# Word Prediction using Recurrent Neural Networks (RNNs)
## Experiment 2016-12-23

Loop over training size, plot learning curves. 

### Table of Contents

1. Prepare Data
2. Explore Data
3. Analyze Models
4. Generate Text

## Imports

In [132]:
# import python modules
from __future__ import print_function, division
import os.path
import random
import pandas as pd
import matplotlib.pyplot as plt
%matplotlib inline
from nltk import tokenize

In [133]:
# import wp modules (can be slow)
import sys; sys.path.append('../../src')
print('importing wp (and nltk)...')
import wp
print('done')

importing wp (and nltk)...
done


In [134]:
# reload wp modules in case changed (for development purposes)
reload(wp)
reload(wp.data)
reload(wp.util)
reload(wp.model)
reload(wp.ngram)
reload(wp.rnn)
reload(wp.analyze)

<module 'wp.analyze' from '../../src\wp\analyze.pyc'>

## Initialize

In [135]:
random.seed(0)

## 1. Prepare Data

Merge raw text files, convert to plain strings, split into train, validate, and test sets.

In [136]:
# get wrapper around all data and tokenization
data = wp.data.Data()

Merge the raw data files into one and remove non-ascii characters (nltk complains otherwise).

In [137]:
data.merge()

The raw files have been merged.


Split the merged file by sentences into train, validate, and test sets.

In [138]:
data.split()

The merged file has been split into train, validate, and test files.


## 2. Explore Data

### Show some samples of the text

In [139]:
s_merged = data.text('merged')
nsamples = 5
nchars = len(s_merged)
nskip = int(nchars / nsamples)
for i in range(nsamples):
    s = s_merged[i*nskip:i*nskip+200]
    s = s.replace('\n', ' ').strip()
    print(s)
    print()

The Project Gutenberg EBook of Les Misrables, by Victor Hugo  This eBook is for the use of anyone anywhere at no cost and with almost no restrictions whatsoever.
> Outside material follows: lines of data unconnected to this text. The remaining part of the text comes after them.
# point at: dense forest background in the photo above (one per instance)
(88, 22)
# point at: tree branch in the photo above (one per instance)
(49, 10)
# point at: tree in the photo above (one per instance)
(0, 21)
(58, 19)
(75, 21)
You may copy it, give it away or re-us

ese names, Droit-Mur and Aumarais, are very ancient; the streets which bear them are very much more ancient still. Aumarais Lane was called Maugout Lane; the Rue Droit-Mur was called the Rue des glant

y uneasy and very suspicious, and that while seeking to ferret out a man like Ppin or Morey, they might very readily discover a man like Jean Valjean.  Jean Valjean had made up his mind to quit Paris,

ooked mistily about him. First he recognized the doctor with an unmistakable frown; then his glance fell upon me, and he looked relieved. But suddenly his colour changed, and he tried to raise himself

e articles to magazines, in pathetic ignorance of the trade. He felt the immense difficulty of the career of literature without clearly understanding it; the battle was happily in a mist, so t

### Show some text split into sentences

This shows how the text was split up into the train, validate, and test sets.

In [140]:
# we'll just look at the first 50k characters, because parsing sentences is slow
sentences = data.sentences('merged', 50000)
random.seed(0)
samples = random.sample(sentences, 5)
print('\n\n'.join(samples))

To villages where he found no schoolmaster, he quoted once more the people of Queyras: "Do you know how they manage?"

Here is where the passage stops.